Não sei como dizer-te que minha voz te procura e a atenção começa a florir, quando sucede a noite esplêndida e vasta. Não sei o que dizer, quando longamente teus pulsos se enchem de um brilho precioso e estremeces como um pensamento chegado.
Quando, iniciado o campo, o centeio imaturo ondula tocado pelo pressentir de um tempo distante, e na terra crescida os homens entoam a vindima - eu não sei como dizer-te que cem ideias, dentro de mim te procuram.
Quando as folhas da melancolia arrefecem com astros ao lado do espaço e o coração é uma semente inventada em seu escuro fundo e em seu turbilhão de um dia, tu arrebatas os caminhos da minha solidão como se toda a casa ardesse pousada na noite.

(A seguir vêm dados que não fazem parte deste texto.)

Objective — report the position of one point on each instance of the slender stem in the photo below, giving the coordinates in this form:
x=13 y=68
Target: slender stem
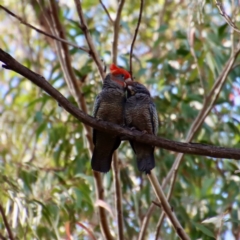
x=43 y=32
x=166 y=207
x=10 y=234
x=118 y=196
x=93 y=51
x=135 y=35
x=105 y=9
x=116 y=28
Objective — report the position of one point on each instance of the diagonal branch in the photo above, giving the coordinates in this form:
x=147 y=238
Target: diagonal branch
x=10 y=234
x=116 y=27
x=166 y=207
x=135 y=36
x=190 y=148
x=93 y=51
x=226 y=17
x=43 y=32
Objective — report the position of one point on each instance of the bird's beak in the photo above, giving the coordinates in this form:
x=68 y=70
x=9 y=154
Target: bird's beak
x=130 y=89
x=128 y=80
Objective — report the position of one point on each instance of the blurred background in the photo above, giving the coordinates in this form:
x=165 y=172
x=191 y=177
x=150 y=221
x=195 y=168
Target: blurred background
x=45 y=174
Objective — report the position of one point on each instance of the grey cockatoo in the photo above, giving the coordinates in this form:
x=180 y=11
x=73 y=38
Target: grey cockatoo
x=141 y=114
x=109 y=106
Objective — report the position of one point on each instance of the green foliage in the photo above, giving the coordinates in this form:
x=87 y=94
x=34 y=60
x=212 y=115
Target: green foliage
x=45 y=174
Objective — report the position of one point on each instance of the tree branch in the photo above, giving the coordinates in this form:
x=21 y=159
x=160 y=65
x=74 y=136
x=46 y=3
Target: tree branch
x=44 y=33
x=118 y=195
x=10 y=234
x=115 y=168
x=105 y=9
x=116 y=31
x=189 y=148
x=135 y=36
x=226 y=17
x=166 y=207
x=88 y=37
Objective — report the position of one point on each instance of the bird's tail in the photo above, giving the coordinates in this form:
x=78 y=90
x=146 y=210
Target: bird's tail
x=101 y=162
x=145 y=157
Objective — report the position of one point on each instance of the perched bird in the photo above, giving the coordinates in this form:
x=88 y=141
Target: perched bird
x=109 y=106
x=141 y=114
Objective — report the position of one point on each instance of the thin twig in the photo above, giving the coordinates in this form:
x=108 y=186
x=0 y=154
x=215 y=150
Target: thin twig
x=105 y=9
x=135 y=36
x=43 y=32
x=190 y=148
x=102 y=213
x=160 y=220
x=145 y=223
x=166 y=207
x=116 y=175
x=191 y=37
x=226 y=17
x=118 y=196
x=116 y=27
x=10 y=234
x=89 y=40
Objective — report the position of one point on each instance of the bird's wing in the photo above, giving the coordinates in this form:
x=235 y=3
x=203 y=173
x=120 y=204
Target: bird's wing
x=154 y=117
x=95 y=110
x=96 y=105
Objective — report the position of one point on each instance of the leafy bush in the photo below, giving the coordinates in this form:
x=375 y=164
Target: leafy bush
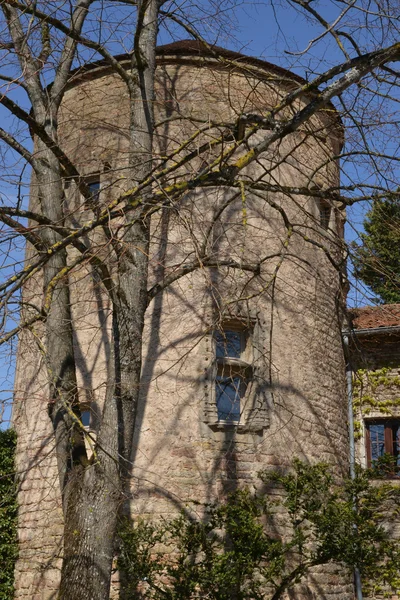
x=8 y=514
x=257 y=546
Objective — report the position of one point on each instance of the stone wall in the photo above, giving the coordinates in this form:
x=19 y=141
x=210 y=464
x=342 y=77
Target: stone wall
x=290 y=307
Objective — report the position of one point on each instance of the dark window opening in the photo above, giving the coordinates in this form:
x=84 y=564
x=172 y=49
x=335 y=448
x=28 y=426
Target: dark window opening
x=85 y=418
x=383 y=446
x=324 y=213
x=94 y=187
x=233 y=370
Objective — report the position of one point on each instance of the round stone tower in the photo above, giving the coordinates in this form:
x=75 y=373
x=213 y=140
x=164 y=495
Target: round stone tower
x=243 y=367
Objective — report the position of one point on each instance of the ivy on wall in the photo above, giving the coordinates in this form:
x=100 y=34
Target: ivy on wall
x=375 y=391
x=8 y=514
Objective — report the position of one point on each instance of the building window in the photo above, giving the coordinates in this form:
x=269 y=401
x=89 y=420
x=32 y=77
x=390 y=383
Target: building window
x=325 y=210
x=233 y=370
x=383 y=446
x=85 y=418
x=94 y=185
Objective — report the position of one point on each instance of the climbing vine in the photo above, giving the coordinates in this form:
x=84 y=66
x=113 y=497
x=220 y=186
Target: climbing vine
x=375 y=392
x=8 y=514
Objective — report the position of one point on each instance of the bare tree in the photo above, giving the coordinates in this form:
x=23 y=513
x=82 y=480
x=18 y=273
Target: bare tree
x=41 y=45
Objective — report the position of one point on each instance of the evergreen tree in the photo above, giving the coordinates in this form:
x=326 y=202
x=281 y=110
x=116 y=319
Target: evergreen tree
x=377 y=258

- E então não sei o que dizer junto à taça de pedra do teu tão jovem silêncio.
Quando as crianças acordam nas luas espantadas que às vezes se despenham no meio do tempo - não sei como dizer-te que a pureza, dentro de mim, te procura.

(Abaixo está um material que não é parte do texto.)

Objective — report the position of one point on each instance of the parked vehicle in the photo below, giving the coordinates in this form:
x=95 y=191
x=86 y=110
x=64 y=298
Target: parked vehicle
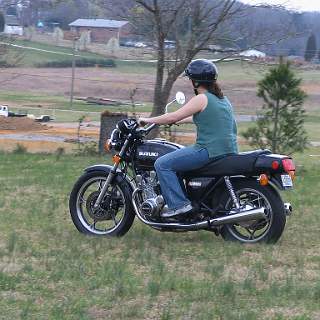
x=41 y=118
x=140 y=45
x=236 y=197
x=4 y=111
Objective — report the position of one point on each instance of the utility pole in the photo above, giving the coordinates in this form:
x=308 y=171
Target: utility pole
x=75 y=38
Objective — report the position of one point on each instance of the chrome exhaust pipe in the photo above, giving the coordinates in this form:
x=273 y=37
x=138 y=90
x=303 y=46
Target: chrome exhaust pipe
x=254 y=214
x=288 y=208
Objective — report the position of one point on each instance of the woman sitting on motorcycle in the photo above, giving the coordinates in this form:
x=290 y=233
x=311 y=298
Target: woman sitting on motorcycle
x=213 y=116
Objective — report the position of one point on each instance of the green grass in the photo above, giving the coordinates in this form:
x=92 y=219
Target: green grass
x=50 y=271
x=59 y=106
x=31 y=58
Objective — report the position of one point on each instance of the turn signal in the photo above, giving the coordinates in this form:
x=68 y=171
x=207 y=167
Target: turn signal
x=275 y=165
x=107 y=146
x=116 y=159
x=263 y=179
x=292 y=174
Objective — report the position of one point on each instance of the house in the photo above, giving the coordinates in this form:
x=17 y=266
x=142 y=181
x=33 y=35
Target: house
x=253 y=54
x=13 y=26
x=102 y=30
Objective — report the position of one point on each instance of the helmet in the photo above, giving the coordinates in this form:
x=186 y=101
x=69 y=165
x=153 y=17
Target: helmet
x=201 y=70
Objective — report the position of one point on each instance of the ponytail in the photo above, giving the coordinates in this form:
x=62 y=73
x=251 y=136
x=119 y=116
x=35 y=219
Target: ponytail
x=215 y=89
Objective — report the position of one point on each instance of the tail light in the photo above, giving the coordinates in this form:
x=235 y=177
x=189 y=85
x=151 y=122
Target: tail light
x=289 y=167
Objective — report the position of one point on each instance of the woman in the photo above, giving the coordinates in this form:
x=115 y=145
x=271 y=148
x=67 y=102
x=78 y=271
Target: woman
x=213 y=116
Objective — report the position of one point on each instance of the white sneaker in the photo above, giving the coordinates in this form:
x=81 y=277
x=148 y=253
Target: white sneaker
x=172 y=213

Durante a primavera inteira aprendo os trevos, a água sobrenatural, o leve e abstracto correr do espaço – e penso que vou dizer algo cheio de razão, mas quando a sombra cai da curva sôfrega dos meus lábios, sinto que me faltam um girassol, uma pedra, uma ave – qualquer coisa extraordinária.
Porque não sei como dizer-te sem milagres que dentro de mim é o sol, o fruto, a criança, a água, o deus, o leite, a mãe, que te procuram.